Is Net neutrality critical to the rapid growth of MMORPG online games? Ramprate believes it is, and outlines its thinking in an article titled Every Time You Vote Against Net Neutrality, Your ISP Kills A Night Elf. The article’s premise – that ISPs who get no direct revenue from online gaming would handle MMO and FPS (game server) traffic in a fashion that would degrade latency – is being discussed on Slashdot.
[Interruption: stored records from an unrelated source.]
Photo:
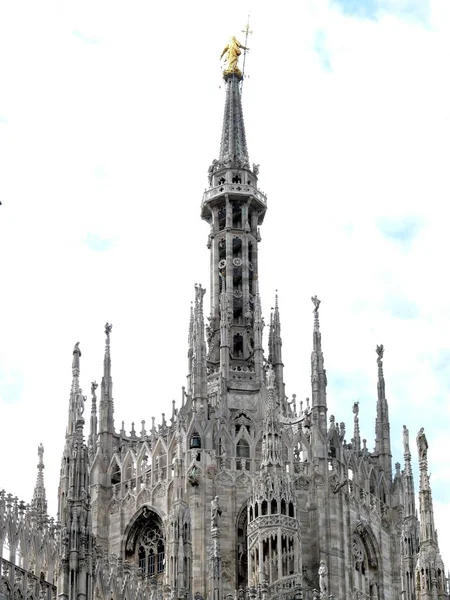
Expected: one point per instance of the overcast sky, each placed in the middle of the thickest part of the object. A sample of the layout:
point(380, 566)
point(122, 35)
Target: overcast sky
point(110, 114)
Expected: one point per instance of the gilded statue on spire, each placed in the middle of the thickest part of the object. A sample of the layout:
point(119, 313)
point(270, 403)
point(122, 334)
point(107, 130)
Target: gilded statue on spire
point(233, 51)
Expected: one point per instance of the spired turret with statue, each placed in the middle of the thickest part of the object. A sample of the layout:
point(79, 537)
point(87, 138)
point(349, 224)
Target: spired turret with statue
point(243, 493)
point(233, 51)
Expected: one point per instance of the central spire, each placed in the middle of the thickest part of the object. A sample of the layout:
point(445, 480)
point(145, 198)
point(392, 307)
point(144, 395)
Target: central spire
point(234, 208)
point(233, 144)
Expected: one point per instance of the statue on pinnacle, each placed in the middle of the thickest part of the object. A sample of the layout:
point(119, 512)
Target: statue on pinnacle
point(233, 51)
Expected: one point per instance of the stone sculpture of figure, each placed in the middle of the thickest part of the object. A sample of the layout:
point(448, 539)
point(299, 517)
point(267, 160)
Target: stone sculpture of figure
point(323, 577)
point(405, 439)
point(373, 590)
point(270, 377)
point(422, 444)
point(216, 511)
point(211, 169)
point(233, 51)
point(79, 403)
point(380, 352)
point(76, 356)
point(315, 300)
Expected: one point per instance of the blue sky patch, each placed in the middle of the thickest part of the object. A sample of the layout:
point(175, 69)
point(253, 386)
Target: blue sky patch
point(402, 309)
point(367, 9)
point(11, 385)
point(416, 10)
point(321, 49)
point(84, 38)
point(402, 230)
point(99, 244)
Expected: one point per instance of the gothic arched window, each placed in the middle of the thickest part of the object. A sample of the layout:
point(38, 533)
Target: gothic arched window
point(146, 544)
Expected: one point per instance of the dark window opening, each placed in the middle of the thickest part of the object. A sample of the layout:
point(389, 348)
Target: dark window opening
point(242, 449)
point(222, 249)
point(116, 475)
point(237, 216)
point(238, 345)
point(237, 247)
point(222, 216)
point(196, 441)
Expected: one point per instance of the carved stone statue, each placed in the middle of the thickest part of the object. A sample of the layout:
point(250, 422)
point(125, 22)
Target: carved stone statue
point(216, 511)
point(422, 444)
point(380, 352)
point(270, 377)
point(233, 51)
point(373, 590)
point(323, 577)
point(76, 356)
point(211, 169)
point(315, 300)
point(79, 403)
point(405, 439)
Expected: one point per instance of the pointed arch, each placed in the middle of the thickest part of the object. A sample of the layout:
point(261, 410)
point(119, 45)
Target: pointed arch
point(365, 559)
point(115, 469)
point(241, 549)
point(145, 541)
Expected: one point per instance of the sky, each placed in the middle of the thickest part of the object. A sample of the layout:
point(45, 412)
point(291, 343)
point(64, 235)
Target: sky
point(110, 114)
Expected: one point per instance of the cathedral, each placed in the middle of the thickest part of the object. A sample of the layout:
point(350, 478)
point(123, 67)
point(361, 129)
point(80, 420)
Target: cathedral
point(243, 493)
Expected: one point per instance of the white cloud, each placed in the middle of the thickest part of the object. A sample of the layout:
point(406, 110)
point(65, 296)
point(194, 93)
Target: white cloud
point(113, 139)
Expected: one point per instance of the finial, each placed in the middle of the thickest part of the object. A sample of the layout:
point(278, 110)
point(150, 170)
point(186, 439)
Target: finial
point(232, 51)
point(108, 328)
point(380, 386)
point(422, 445)
point(315, 300)
point(76, 356)
point(406, 440)
point(41, 456)
point(270, 377)
point(380, 353)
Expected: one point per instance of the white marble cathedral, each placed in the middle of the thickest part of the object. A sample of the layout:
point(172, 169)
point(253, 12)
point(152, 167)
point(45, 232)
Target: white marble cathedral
point(241, 494)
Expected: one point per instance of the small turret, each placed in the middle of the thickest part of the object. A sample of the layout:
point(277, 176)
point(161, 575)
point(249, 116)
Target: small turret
point(318, 384)
point(275, 344)
point(430, 572)
point(382, 426)
point(106, 399)
point(39, 501)
point(74, 507)
point(409, 539)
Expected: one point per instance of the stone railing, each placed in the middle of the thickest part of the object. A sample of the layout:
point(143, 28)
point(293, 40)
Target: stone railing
point(234, 188)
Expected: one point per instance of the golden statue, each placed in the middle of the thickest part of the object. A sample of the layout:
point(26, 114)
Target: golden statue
point(233, 51)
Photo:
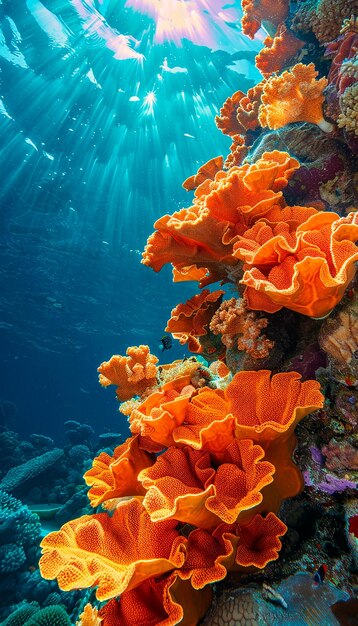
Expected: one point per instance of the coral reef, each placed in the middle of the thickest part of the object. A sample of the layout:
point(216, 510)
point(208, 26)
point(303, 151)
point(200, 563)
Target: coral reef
point(231, 463)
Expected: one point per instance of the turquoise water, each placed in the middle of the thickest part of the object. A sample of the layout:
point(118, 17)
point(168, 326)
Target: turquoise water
point(106, 107)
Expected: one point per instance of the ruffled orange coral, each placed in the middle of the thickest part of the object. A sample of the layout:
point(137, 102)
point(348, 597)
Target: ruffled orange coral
point(311, 276)
point(190, 272)
point(265, 407)
point(183, 485)
point(113, 553)
point(256, 11)
point(204, 234)
point(294, 96)
point(158, 602)
point(191, 319)
point(277, 51)
point(132, 374)
point(206, 171)
point(260, 541)
point(162, 412)
point(208, 556)
point(207, 424)
point(116, 477)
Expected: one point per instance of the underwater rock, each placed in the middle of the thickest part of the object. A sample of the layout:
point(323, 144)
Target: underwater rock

While there’s a certain logic to some of the scenarios presented by Ramprate regarding phone companies and ISPs, bear in mind that the largest online games are actually hosted by a phone company. AT&T hosts World of Warcraft and Sony Online Entertainment’s major games. At this year’s E3, AT&T announced the expansion of its online gaming operation. Given the hosting fees coming in from Blizzard and Sony, it’s reasonable to conclude that AT&T/SBC has a vested interest in their success. Does the nation’s largest phone company have leverage in dealing with ISPs who might be tempted to mess with their customers’ MMO traffic? I suspect they do. I’d be interested in comments/feedback on the Ramprate scenario and whether AT&T’s hosting role supports or undermines it.
If Net Neutrality did squeeze online gaming, it might create an opportunity for someone like GameRail, a high speed network that directly connects online game players to the servers that host popular FPS titles. GameRail peers directly with ISPs, universities and game server providers (GSPs). The question is whether game server hosts see usefulness in that type of middleman. The answer to that question might change in some of the scenarios imagined by Ramprate.